Oui, c'est la faute de ce putain de mythe, ce beau tableau de Bethoveen échevelé, cette aura autour des poètes et des romantiques du 19ème, tout ça ce sont de gros mensonges, l'artiste maudit n'existe pas. Sa véritable malédiction c'est de trouver les mots, la couleur, la forme, la tonalité, la note, qui correspond à son vécu. C'est là qu'on se rend compte à quel point notre culture est imprégnée du romantisme. L'inspiration extravagante, j'y crois tout à fait, seulement je ne crois pas qu'une oeuvre d'art en résulte.
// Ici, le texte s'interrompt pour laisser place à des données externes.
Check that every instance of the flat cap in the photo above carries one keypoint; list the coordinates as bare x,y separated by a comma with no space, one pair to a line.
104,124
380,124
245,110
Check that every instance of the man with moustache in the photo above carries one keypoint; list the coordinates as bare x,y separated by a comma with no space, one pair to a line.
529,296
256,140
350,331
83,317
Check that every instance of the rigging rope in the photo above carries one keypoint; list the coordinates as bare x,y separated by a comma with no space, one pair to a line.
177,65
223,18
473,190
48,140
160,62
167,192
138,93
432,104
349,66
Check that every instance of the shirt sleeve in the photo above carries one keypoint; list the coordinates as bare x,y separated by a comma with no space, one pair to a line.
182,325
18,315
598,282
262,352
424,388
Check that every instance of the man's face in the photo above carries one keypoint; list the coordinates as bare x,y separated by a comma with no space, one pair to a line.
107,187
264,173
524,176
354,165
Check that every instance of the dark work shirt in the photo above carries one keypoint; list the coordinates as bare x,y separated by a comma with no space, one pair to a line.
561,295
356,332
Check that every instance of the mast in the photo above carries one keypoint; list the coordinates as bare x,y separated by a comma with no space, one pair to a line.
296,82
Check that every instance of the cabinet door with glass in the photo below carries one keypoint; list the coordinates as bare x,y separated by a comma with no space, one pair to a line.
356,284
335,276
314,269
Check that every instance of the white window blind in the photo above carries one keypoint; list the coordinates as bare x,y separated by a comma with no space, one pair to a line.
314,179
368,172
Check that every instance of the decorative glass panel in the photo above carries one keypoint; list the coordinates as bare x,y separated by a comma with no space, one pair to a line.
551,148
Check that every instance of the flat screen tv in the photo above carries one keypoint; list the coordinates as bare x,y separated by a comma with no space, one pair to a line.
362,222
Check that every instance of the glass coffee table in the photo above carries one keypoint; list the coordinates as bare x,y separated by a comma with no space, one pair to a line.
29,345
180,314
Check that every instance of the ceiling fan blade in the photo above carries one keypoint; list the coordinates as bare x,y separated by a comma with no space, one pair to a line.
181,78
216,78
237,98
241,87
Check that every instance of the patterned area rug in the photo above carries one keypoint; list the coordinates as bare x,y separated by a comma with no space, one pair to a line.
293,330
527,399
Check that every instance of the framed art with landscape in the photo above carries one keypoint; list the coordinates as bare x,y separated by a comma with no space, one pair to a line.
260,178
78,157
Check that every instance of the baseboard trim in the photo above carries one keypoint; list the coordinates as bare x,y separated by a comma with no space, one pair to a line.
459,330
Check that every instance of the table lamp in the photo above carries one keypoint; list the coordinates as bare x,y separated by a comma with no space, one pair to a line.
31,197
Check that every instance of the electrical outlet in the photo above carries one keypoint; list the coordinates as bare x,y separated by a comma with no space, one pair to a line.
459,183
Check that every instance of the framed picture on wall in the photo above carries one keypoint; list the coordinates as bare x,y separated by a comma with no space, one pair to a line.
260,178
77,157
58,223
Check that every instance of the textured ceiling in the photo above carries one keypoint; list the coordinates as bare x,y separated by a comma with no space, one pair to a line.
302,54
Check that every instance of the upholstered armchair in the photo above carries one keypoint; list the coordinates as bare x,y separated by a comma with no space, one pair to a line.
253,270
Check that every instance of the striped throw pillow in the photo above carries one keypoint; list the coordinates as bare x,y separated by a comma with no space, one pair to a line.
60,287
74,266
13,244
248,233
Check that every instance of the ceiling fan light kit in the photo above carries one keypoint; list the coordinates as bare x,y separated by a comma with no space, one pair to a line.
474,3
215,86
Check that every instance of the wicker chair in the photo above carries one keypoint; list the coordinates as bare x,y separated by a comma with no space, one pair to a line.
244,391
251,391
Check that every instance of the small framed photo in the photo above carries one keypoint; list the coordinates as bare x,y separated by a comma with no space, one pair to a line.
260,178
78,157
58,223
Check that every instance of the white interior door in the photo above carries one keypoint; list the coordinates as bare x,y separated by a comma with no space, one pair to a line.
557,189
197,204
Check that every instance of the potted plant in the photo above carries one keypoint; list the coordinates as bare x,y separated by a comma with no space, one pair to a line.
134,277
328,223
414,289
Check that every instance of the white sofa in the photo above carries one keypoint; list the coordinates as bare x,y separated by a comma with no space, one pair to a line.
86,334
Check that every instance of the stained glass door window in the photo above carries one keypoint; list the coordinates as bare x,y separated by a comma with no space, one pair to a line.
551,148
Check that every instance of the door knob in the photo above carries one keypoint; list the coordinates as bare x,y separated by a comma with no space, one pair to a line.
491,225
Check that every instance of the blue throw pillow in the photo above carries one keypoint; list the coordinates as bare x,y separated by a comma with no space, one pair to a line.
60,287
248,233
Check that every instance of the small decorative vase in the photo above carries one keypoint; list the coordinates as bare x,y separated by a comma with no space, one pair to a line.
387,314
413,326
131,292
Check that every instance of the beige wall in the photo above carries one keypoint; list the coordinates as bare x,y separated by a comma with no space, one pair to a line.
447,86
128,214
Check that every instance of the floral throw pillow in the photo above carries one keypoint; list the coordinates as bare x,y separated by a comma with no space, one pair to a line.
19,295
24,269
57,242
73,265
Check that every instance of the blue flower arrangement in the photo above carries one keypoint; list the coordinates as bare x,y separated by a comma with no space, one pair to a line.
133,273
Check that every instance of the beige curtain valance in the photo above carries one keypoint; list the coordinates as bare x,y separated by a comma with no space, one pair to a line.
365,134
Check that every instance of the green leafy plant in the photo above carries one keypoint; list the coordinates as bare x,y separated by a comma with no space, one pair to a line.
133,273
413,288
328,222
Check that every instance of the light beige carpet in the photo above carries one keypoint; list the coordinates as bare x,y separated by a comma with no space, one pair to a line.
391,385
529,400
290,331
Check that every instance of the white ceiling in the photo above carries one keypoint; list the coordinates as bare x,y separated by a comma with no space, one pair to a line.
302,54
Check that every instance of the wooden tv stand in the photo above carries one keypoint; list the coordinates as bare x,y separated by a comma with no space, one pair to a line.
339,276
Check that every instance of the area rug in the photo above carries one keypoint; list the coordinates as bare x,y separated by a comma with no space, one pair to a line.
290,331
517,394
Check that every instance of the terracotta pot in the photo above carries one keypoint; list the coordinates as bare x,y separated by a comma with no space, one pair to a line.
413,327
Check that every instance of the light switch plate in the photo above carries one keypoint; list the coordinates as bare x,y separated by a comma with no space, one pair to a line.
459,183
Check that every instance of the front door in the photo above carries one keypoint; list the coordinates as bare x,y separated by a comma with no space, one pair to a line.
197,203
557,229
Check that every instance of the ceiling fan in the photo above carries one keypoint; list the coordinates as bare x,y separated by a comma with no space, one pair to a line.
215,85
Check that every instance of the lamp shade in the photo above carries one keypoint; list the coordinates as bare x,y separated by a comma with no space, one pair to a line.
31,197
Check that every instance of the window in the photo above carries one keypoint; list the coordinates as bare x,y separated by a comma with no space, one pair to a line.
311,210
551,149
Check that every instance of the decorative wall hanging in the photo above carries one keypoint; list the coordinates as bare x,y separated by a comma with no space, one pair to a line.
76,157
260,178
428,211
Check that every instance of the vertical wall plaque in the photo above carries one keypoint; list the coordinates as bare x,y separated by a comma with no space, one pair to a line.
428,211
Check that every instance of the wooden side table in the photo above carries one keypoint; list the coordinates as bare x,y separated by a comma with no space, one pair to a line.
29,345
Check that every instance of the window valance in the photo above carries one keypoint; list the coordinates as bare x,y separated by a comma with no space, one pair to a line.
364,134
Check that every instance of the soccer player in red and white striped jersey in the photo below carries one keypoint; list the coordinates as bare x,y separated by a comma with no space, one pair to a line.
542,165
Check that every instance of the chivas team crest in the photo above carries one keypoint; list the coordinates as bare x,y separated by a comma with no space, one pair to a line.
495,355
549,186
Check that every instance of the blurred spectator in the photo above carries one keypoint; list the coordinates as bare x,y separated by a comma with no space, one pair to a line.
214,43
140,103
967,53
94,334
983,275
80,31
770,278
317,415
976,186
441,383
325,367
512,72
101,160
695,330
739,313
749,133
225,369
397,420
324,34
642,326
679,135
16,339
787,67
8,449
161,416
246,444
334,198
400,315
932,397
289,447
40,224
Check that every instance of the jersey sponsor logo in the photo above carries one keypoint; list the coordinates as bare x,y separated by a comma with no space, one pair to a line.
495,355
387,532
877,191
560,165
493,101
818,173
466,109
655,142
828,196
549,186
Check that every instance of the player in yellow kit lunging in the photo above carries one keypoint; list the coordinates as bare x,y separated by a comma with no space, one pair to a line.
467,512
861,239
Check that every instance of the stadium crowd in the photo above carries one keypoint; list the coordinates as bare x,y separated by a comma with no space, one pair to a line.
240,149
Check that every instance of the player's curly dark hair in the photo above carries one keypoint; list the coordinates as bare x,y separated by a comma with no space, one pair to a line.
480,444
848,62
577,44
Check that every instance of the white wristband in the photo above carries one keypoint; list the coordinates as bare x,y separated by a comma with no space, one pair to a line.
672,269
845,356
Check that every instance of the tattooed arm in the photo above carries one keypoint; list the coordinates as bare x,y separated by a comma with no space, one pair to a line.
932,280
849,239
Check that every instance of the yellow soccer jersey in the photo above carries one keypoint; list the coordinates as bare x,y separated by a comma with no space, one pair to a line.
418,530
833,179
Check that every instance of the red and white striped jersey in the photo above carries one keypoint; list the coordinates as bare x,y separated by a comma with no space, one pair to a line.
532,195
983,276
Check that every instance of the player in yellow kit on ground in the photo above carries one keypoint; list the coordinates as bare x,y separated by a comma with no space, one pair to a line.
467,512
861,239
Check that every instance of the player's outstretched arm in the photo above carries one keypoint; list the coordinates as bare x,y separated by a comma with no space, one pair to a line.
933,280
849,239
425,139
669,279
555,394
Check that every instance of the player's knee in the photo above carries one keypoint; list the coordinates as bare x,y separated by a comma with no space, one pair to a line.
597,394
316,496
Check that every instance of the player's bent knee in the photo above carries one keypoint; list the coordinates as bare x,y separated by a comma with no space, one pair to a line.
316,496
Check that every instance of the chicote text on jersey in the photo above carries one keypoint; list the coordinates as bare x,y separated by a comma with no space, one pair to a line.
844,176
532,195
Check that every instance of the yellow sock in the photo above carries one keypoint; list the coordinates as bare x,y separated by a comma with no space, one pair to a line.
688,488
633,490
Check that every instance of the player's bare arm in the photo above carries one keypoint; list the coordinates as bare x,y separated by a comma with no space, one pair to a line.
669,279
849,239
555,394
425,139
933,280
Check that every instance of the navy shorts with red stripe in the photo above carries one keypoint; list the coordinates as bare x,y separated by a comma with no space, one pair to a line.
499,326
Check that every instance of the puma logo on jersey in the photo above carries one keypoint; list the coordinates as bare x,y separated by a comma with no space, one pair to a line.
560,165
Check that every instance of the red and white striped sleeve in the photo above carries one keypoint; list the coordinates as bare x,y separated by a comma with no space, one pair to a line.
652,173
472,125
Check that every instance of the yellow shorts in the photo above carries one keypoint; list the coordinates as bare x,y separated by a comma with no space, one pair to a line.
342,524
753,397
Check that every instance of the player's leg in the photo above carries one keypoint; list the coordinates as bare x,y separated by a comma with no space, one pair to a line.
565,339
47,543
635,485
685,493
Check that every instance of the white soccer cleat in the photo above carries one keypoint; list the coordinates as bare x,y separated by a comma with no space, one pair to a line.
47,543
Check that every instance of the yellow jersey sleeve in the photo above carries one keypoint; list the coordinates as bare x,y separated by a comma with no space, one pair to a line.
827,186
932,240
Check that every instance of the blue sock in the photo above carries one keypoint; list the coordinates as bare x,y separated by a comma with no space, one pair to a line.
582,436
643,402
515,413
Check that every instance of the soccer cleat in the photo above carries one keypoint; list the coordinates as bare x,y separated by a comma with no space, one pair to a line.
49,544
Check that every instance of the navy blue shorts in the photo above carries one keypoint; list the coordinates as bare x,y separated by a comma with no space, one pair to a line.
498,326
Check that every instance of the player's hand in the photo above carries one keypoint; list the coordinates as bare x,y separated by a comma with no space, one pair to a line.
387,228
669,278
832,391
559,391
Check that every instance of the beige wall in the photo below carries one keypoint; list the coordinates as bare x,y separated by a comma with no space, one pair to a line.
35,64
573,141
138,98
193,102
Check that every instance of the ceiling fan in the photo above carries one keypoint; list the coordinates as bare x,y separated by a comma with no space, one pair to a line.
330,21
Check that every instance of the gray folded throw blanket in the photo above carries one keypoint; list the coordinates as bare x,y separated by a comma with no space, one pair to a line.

Je demanderais bien son avis à Henry Miller, mais bon il est mort... parce que dans certains de ses livres, on dirait qu'il écrit en plein délire. Cela dit ses livres sont des fragments, des essais, des journaux de voyages, des journaux intimes...
Il y avait un beau style dans le passage que tu citais, c'est le fond qui effectivement était un peu...trop. Manquant de nuances. Mais tout le potentiel était là. Et quant à ces petits passages qu'on trouve bien, ils ne sont pas tout à fait perdus, car ils représentent le fil d'une réflexion... je pense qu'on les reprend toujours, d'une façon ou d'une autre. Et je t'avouerai qu'il m'arrive assez souvent de copier coller des passages de petits textes ou de journal intime dans un roman ou une nouvelle, parce que la réflexion s'y prêtait.
S'exprimer, ce n'est pas uniquement les sentiments, c'est aussi la pensée. Ce qu'on pense du monde, des personnes, du temps, de l'espace... Je pense qu'il faut arrêter d'être trop modeste. On veut écrire, eh bien forcément on émet des opinions, et c'est aussi bien. Les opinions n'ont rien d'absolu, mais elles méritent d'être entendues. Toutes.
Mais oui tu es devenue plus intéressante qu'une ado nombriliste parce que c'est avec le contact avec l'extérieur que se forge la pensée. Un monde replié sur lui-même est un monde qui meurt. Car à force de se nourrir de soi-même il n'y a plus de matière (souviens-toi, c'est entre autre le sujet du Rêve d'Alice).